A strong structure in your technical files allows regulatory bodies to clearly understand its contents and can help you maintain traceability from the initial device description to latter sections on post-market surveillance. Traceability is necessary to highlight any risks that may be associated with the device as well as other performance and safety requirements.
Examples of relevant documents include a device description and specification section in which you reference a basic Unique Device Identification-Device Identifier (UDI-DI). As well as device description, details of labelling and instructions for use (IFU) are essential and will need to be translated to include the local language of the EU country to which you are applying.
A detailed and well-structured portfolio will also detail information about design and manufacturing, risk management and compliance with General Safety and Performance Requirements (GSPR). Finally, Annex III of the MDR requires you to report any device-related adverse events or problems with the product in the form of post-market surveillance.
While some medical device manufacturers may have in-house regulatory capabilities, not every company is so lucky. If your company lacks these skills, one solution is to consult with external experts for specific projects. For instance, if you are selling a batch of endoscopes or scalpels on the European market for the first time, a freelance EU MDR consultant could compile all the necessary information about the product and structure it in a coherent file ready for the notified body.
In the initial stages of development, you should compile technical documentation detailing the design and manufacturing of your device. This includes specifying the manufacturing processes, any suppliers that were involved and the materials used. Although selling into Europe doesn’t require submitting a design history file (DHF) as is the case in the United States, you will need to specify the design and manufacturing process as part of your quality management system (QMS). The QMS will vary depending on the class of the device, however the notified body will always examine the design to ensure safety and compliance.

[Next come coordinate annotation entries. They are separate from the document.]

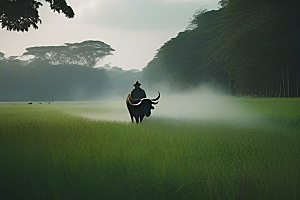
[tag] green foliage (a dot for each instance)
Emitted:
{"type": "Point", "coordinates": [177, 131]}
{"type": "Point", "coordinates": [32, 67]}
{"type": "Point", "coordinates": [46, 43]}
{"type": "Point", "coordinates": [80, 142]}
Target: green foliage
{"type": "Point", "coordinates": [86, 53]}
{"type": "Point", "coordinates": [252, 42]}
{"type": "Point", "coordinates": [46, 154]}
{"type": "Point", "coordinates": [19, 15]}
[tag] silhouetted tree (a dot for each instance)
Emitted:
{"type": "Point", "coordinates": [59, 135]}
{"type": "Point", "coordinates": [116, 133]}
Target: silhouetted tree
{"type": "Point", "coordinates": [19, 15]}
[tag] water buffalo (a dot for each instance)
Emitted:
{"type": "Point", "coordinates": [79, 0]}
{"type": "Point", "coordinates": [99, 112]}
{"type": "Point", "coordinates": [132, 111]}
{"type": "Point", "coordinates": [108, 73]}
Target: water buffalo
{"type": "Point", "coordinates": [138, 108]}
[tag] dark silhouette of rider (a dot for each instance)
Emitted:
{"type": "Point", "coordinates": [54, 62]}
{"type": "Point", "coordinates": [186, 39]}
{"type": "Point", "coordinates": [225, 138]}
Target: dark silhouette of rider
{"type": "Point", "coordinates": [137, 92]}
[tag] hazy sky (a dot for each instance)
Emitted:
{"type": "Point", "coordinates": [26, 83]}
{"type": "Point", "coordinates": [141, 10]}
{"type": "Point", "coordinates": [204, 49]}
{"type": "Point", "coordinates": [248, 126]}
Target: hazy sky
{"type": "Point", "coordinates": [134, 28]}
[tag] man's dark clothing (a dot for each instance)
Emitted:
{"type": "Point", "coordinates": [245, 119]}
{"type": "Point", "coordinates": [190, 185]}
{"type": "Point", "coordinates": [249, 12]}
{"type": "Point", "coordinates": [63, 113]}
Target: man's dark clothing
{"type": "Point", "coordinates": [138, 93]}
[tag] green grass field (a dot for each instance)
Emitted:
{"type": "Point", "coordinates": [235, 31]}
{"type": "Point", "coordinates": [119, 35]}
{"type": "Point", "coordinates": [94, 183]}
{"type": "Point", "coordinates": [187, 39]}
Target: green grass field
{"type": "Point", "coordinates": [52, 152]}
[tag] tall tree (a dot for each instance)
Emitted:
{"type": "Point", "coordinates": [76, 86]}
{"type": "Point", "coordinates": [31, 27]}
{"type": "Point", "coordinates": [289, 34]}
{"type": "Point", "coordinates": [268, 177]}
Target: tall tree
{"type": "Point", "coordinates": [19, 15]}
{"type": "Point", "coordinates": [86, 53]}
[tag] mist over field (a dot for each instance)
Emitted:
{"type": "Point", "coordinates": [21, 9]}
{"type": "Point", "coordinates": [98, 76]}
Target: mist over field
{"type": "Point", "coordinates": [205, 102]}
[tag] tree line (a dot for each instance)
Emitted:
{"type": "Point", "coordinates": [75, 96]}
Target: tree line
{"type": "Point", "coordinates": [63, 73]}
{"type": "Point", "coordinates": [249, 47]}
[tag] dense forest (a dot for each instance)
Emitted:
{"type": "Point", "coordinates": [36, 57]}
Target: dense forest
{"type": "Point", "coordinates": [247, 47]}
{"type": "Point", "coordinates": [250, 47]}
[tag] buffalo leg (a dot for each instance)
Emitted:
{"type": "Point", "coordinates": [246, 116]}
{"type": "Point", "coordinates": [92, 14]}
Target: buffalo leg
{"type": "Point", "coordinates": [136, 119]}
{"type": "Point", "coordinates": [142, 117]}
{"type": "Point", "coordinates": [132, 118]}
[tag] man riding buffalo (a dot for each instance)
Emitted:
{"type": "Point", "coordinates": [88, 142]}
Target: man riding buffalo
{"type": "Point", "coordinates": [138, 105]}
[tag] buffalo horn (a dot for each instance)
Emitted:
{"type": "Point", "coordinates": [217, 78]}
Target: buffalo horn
{"type": "Point", "coordinates": [156, 98]}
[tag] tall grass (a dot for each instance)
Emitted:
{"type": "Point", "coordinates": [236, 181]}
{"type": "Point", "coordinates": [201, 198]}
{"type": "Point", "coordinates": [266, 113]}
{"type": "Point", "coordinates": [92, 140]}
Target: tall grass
{"type": "Point", "coordinates": [46, 154]}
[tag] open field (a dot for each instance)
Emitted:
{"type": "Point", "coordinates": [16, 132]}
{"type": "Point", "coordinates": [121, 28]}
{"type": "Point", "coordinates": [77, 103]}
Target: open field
{"type": "Point", "coordinates": [71, 150]}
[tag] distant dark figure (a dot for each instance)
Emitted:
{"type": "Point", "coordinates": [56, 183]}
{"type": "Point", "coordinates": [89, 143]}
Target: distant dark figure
{"type": "Point", "coordinates": [138, 105]}
{"type": "Point", "coordinates": [137, 92]}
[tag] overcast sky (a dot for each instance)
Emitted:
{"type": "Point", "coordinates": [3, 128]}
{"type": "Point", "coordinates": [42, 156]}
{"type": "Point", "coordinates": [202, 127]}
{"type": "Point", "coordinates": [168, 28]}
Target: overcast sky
{"type": "Point", "coordinates": [134, 28]}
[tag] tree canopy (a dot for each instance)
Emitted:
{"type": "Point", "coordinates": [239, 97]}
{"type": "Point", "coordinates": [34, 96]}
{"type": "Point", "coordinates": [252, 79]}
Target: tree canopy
{"type": "Point", "coordinates": [86, 53]}
{"type": "Point", "coordinates": [19, 15]}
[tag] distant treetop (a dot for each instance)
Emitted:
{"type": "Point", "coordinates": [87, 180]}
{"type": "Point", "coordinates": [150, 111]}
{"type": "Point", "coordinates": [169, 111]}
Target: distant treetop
{"type": "Point", "coordinates": [19, 15]}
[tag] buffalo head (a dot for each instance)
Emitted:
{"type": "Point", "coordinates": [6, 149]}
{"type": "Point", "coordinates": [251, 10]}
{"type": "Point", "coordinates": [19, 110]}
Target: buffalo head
{"type": "Point", "coordinates": [138, 108]}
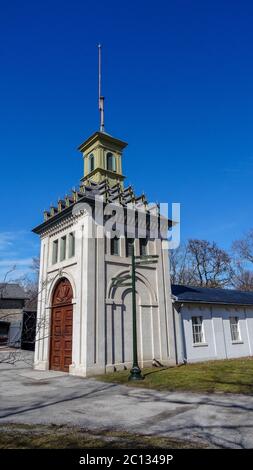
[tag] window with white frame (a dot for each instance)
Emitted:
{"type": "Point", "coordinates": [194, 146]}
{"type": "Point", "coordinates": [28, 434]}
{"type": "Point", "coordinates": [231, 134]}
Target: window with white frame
{"type": "Point", "coordinates": [115, 246]}
{"type": "Point", "coordinates": [91, 162]}
{"type": "Point", "coordinates": [143, 246]}
{"type": "Point", "coordinates": [110, 162]}
{"type": "Point", "coordinates": [197, 330]}
{"type": "Point", "coordinates": [55, 252]}
{"type": "Point", "coordinates": [234, 328]}
{"type": "Point", "coordinates": [71, 245]}
{"type": "Point", "coordinates": [63, 248]}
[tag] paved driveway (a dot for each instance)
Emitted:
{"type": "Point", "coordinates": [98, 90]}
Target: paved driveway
{"type": "Point", "coordinates": [29, 396]}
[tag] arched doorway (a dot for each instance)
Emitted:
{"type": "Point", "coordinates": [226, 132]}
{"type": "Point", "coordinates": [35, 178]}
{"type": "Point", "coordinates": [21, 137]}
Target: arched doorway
{"type": "Point", "coordinates": [61, 326]}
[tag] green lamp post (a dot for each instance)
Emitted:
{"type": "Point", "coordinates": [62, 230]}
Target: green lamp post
{"type": "Point", "coordinates": [135, 372]}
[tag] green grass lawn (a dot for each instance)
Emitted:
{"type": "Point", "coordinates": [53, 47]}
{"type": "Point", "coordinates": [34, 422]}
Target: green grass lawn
{"type": "Point", "coordinates": [228, 376]}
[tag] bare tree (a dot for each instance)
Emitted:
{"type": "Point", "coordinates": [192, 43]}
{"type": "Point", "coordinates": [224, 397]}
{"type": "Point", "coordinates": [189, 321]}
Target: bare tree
{"type": "Point", "coordinates": [201, 263]}
{"type": "Point", "coordinates": [181, 271]}
{"type": "Point", "coordinates": [242, 272]}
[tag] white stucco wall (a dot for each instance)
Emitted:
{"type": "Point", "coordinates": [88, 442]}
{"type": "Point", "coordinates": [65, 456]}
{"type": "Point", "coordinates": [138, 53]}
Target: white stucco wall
{"type": "Point", "coordinates": [218, 343]}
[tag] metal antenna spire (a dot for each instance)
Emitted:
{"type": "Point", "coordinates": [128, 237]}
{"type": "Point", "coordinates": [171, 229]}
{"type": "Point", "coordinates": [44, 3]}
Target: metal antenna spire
{"type": "Point", "coordinates": [100, 98]}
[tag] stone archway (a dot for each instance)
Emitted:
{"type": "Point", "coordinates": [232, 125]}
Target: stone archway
{"type": "Point", "coordinates": [61, 326]}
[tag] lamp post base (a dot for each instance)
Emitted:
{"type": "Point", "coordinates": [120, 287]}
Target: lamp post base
{"type": "Point", "coordinates": [135, 374]}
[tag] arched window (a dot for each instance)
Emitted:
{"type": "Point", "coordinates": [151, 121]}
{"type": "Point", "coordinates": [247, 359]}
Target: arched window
{"type": "Point", "coordinates": [110, 162]}
{"type": "Point", "coordinates": [91, 162]}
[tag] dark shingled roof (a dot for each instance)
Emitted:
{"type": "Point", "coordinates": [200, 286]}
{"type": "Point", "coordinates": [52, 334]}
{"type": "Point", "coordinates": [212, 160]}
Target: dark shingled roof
{"type": "Point", "coordinates": [12, 291]}
{"type": "Point", "coordinates": [208, 295]}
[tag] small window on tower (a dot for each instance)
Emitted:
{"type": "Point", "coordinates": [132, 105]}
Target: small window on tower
{"type": "Point", "coordinates": [71, 245]}
{"type": "Point", "coordinates": [91, 163]}
{"type": "Point", "coordinates": [110, 162]}
{"type": "Point", "coordinates": [63, 248]}
{"type": "Point", "coordinates": [143, 246]}
{"type": "Point", "coordinates": [55, 252]}
{"type": "Point", "coordinates": [129, 246]}
{"type": "Point", "coordinates": [115, 246]}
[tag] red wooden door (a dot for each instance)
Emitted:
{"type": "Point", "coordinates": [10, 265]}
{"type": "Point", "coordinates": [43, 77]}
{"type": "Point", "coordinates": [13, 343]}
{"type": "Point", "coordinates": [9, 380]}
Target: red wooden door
{"type": "Point", "coordinates": [61, 327]}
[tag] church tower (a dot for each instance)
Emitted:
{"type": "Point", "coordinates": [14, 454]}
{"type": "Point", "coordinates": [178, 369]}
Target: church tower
{"type": "Point", "coordinates": [84, 320]}
{"type": "Point", "coordinates": [102, 155]}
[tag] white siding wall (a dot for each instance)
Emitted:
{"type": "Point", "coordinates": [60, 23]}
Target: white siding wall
{"type": "Point", "coordinates": [218, 342]}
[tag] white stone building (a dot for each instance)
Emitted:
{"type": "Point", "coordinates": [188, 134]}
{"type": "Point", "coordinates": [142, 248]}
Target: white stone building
{"type": "Point", "coordinates": [84, 322]}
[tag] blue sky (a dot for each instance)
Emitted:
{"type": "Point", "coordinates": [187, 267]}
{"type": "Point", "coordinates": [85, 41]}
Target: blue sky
{"type": "Point", "coordinates": [178, 82]}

Robust design reviews will detail different stages of product design as well as any specific features. Moreover, you must document the design requirements and specifications, and map these to signpost the device’s intended use. Because design and manufacturing information is essential, it is important to cover every angle and leave no stone unturned. External experts can also be sourced to compile these earlier sections of your technical file to ensure that you get off to a good start.
Clinical Evaluation Reports
While the MDD and AIMDD both required clinical evaluation reports (CERs), the incoming MDR places a greater emphasis on them. CERs provide a comprehensive overview of the device’s design and composition, as well its intended applications and any relevant literature reviews. Most importantly, the CER analyses data from clinical investigations carried out on the device to demonstrate that it doesn’t pose a risk to the intended user.

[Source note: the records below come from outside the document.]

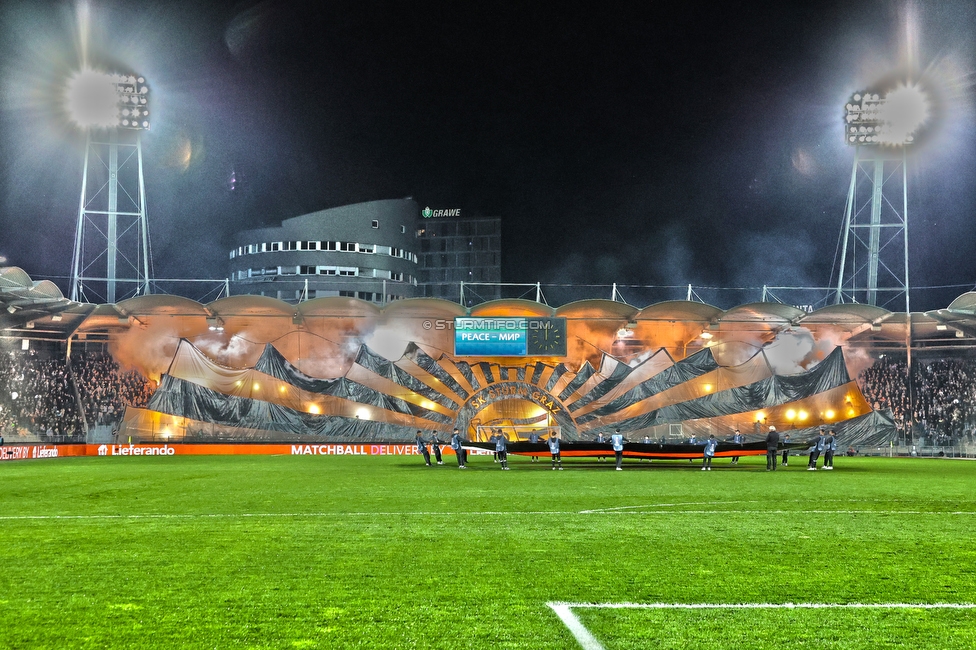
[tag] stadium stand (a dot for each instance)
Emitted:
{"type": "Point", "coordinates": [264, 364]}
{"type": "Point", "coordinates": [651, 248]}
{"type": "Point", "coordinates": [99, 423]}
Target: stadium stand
{"type": "Point", "coordinates": [944, 395]}
{"type": "Point", "coordinates": [39, 397]}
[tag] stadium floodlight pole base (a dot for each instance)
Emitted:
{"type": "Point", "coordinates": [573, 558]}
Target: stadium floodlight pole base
{"type": "Point", "coordinates": [874, 242]}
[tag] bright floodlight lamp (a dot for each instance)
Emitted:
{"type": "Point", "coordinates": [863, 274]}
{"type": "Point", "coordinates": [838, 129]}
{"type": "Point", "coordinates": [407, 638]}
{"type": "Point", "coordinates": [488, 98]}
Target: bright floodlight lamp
{"type": "Point", "coordinates": [892, 120]}
{"type": "Point", "coordinates": [99, 100]}
{"type": "Point", "coordinates": [874, 249]}
{"type": "Point", "coordinates": [112, 237]}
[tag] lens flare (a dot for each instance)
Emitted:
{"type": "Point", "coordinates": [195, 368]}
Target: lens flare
{"type": "Point", "coordinates": [904, 111]}
{"type": "Point", "coordinates": [91, 100]}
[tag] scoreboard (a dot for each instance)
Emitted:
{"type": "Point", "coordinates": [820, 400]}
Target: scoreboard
{"type": "Point", "coordinates": [510, 337]}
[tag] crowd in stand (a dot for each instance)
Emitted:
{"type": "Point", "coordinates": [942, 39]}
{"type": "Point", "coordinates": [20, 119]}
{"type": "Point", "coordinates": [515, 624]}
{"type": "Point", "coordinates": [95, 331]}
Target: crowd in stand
{"type": "Point", "coordinates": [40, 396]}
{"type": "Point", "coordinates": [939, 403]}
{"type": "Point", "coordinates": [36, 395]}
{"type": "Point", "coordinates": [106, 389]}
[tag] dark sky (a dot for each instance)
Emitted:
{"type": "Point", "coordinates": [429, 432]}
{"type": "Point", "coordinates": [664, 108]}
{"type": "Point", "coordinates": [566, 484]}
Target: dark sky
{"type": "Point", "coordinates": [639, 143]}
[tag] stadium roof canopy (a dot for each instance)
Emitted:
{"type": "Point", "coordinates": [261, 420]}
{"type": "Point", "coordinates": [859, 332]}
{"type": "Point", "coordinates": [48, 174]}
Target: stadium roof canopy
{"type": "Point", "coordinates": [39, 311]}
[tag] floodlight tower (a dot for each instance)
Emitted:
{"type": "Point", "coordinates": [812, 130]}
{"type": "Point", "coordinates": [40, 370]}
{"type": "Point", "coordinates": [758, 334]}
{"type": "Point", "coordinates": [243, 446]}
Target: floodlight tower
{"type": "Point", "coordinates": [111, 254]}
{"type": "Point", "coordinates": [874, 249]}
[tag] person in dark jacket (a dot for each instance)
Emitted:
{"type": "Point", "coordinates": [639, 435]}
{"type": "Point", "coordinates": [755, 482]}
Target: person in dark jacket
{"type": "Point", "coordinates": [772, 449]}
{"type": "Point", "coordinates": [435, 444]}
{"type": "Point", "coordinates": [736, 439]}
{"type": "Point", "coordinates": [422, 448]}
{"type": "Point", "coordinates": [456, 445]}
{"type": "Point", "coordinates": [534, 440]}
{"type": "Point", "coordinates": [710, 445]}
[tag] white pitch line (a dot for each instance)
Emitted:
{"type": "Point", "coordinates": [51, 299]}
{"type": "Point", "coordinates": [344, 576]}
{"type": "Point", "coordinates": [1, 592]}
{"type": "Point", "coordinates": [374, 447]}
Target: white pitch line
{"type": "Point", "coordinates": [589, 642]}
{"type": "Point", "coordinates": [474, 513]}
{"type": "Point", "coordinates": [764, 605]}
{"type": "Point", "coordinates": [565, 613]}
{"type": "Point", "coordinates": [662, 505]}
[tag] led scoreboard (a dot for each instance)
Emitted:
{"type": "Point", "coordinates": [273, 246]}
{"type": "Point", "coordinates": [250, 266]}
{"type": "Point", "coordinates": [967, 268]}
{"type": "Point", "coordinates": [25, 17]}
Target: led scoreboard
{"type": "Point", "coordinates": [510, 337]}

The CER will form a key part of the technical file and, as a living document, you must ensure that it is well prepared and regularly updated throughout the product lifecycle. A detailed CER will contain the clinical evidence that proves that the device conforms to the Essential Requirements (ERs) in MEDDEV 2.7/1 Rev. 4 Annex 1 (Safety and Performance Requirements in the MDR). Even if you don’t have the in-house skills to maintain these reports, external experts can help ensure that your CER strategy is robust and stands up to scrutiny.

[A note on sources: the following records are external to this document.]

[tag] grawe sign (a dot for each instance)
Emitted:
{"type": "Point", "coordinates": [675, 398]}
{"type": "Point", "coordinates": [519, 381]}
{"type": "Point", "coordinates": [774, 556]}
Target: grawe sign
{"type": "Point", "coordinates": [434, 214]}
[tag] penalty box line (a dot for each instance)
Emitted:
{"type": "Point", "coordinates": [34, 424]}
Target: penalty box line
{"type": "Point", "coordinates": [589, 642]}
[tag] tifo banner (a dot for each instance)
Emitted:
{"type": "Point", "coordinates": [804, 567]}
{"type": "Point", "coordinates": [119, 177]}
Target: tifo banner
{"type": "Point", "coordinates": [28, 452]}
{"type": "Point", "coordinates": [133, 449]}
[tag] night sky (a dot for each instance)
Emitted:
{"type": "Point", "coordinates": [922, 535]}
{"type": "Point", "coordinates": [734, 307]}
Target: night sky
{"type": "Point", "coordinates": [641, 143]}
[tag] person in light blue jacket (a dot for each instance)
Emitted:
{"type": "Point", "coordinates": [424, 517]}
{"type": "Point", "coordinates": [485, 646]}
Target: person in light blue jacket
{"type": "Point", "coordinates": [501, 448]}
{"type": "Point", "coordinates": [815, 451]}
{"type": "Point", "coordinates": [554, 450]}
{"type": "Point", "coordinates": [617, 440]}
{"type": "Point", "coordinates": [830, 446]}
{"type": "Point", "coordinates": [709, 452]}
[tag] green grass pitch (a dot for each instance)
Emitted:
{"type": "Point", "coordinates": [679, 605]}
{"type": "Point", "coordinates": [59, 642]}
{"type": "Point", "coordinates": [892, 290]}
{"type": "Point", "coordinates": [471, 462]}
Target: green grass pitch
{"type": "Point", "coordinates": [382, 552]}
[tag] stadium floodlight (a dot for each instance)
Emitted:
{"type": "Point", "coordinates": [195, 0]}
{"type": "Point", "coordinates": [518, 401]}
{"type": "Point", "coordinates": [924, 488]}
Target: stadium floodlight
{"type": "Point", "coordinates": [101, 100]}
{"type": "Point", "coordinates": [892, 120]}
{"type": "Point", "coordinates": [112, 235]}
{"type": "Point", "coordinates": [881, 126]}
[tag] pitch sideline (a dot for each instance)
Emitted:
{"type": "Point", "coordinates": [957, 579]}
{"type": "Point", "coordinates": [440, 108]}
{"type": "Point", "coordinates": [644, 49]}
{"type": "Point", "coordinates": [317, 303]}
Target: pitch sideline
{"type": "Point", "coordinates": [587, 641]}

One of the common challenges when preparing documentation is missing out vital information that proves conformity. Submission of incorrect documentation could significantly delay the approval process and lengthen the time it takes to get your product to market. One way around this issue is to carry out a gap assessment (GA) to establish any technical documents or regulatory requirements you may be missing.
As well as deficiencies, a detailed GA will highlight ways to fix any issues with the technical file and minimize the chance of your application being rejected. For example, it may flag the need to specify additional labeling information for the local market or clearly signpost how the device complies with ISO 14971 standards on risk management to satisfy the notified body.
Carrying out a thorough GA can be a challenge without the knowledge of what the European Medicines Agency (EMA) and other regulatory bodies may require. Leaving the gap assessment to the last minute also means retrospectively compiling the various documents needed to show compliance with relevant ISOs, which could significantly delay your application. Finally, the process must be impartial to fully account for any faults in the device—therefore it is better to have a third party conduct your GA. If you hire a freelance EU MDR consultant, they will have the necessary knowledge of the EMA and can evaluate your device against the clinical evaluation standards of your device’s class without bias.